Rarely are face-to-face start and end times with the patient documented; however, providers often put in template language something as, “I spent 50 percent of the visit counseling and coordinating care.” Additional support is necessary if time — instead of history, exam, and MDM — is relied on to determine the E/M service level.
When auditing E/M visits, also look at the charges billed on the claim. We often see areas for improvement, such as billing for supplies, correct doses of injections, and arranging CPT® codes in descending relative value unit order.
Medicare Data Sets the
Standard for E/M Distribution
Because Medicare primarily serves patients aged 65 and over, Medicare claims data isn’t necessarily comparable to all patients in a practice; however, the “bell curve” that Medicare’s data illustrates for established and new patient visits is an industry norm. In the absence of electronic health record (EHR) benchmark data for a certain specialty, we use the Medicare MEDPAR claims database, which has data from 2015. You can find Medicare E/M distribution data on the CMS website.

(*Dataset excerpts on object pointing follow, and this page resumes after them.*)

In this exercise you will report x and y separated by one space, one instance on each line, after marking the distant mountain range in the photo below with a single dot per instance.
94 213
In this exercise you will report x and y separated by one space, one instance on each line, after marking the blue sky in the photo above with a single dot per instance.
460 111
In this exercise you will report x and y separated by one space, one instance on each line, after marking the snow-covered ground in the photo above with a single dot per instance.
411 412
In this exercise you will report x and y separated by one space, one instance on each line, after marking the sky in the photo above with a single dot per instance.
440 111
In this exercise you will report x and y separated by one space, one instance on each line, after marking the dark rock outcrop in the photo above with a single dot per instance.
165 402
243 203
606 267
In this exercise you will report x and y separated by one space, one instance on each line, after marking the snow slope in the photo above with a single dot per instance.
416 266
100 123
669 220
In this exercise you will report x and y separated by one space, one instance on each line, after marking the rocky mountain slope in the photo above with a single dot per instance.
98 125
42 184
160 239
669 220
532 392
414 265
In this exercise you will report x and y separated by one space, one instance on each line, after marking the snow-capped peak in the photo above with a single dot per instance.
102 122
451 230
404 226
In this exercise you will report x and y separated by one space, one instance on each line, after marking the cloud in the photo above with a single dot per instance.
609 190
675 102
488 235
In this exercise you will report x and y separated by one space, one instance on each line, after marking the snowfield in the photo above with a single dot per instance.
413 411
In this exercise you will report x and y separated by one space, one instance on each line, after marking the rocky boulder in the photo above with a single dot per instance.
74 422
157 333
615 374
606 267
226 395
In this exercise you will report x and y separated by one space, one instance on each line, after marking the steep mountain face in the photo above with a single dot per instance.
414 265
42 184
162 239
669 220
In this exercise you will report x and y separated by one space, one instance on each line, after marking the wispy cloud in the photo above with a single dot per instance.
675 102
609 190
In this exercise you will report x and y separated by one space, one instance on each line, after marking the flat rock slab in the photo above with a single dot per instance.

The Basics of Medical Record Documentation
One tool you can use to look at the overall acceptability of a practice’s documentation is the National Committee for Quality Assurance (NCQA) Guidelines for Medical Record Documentation. This is the industry standard for consistent, current, and complete documentation in the medical record.
There are 21 elements that reflect commonly accepted standards for medical record documentation. The NCQA considers six of the 21 elements as core components, indicated by an asterisk (*). Of the 21 elements, there are usually problems with the practice’s medical records in the following areas (based on our sample of chart audits):
- Personal Biographical and Patient Data: The No. 1 item on the NCQA list is, “Each page in the record contains the patient name or ID number.” The second item on the list stresses the importance of having the patient’s basic demographic information, and that it is easy to read. You may augment personal biographical data to include address, employer, home and work telephone numbers, and marital status.
- Authorship: This is No. 3 on the NCQA list. All entries should contain the author’s identification. In most audited charts, there is no indication of who is entering the items in the medical record (e.g., scribe, medical assistant, physician, nurse). Be sure this function is turned “on” in your EHR by entry (not for the entire chart).
- Medication Allergies: This core component of the NCQA list is No. 7. Often audit findings show there is no documentation noting medication allergies, or adverse reactions, or no known allergies (NKA) status. If a
patient has allergies, it should be noted prominently in the medical record — especially if it’s a medication allergy.
- Follow-up: Item No. 18 on the NCQA list is “Consultation and abnormal laboratory and imaging study results have an explicit notation in the record of follow-up plans.” Notes should include follow-up care, calls, or visits, if applicable. The specific time of return should be noted in weeks or months, or as needed.
- Chart Sign-off: This isn’t on the NCQA list, but Medicare requires that documentation in charts must be completed within 48 hours (https://bphc.hrsa.gov/). This is a significant, common area of problems. For example, one practice averaged nine days before physicians signed off on charts, with a range of 0-58 days. This meant that claims often were filed and paid before the chart was done.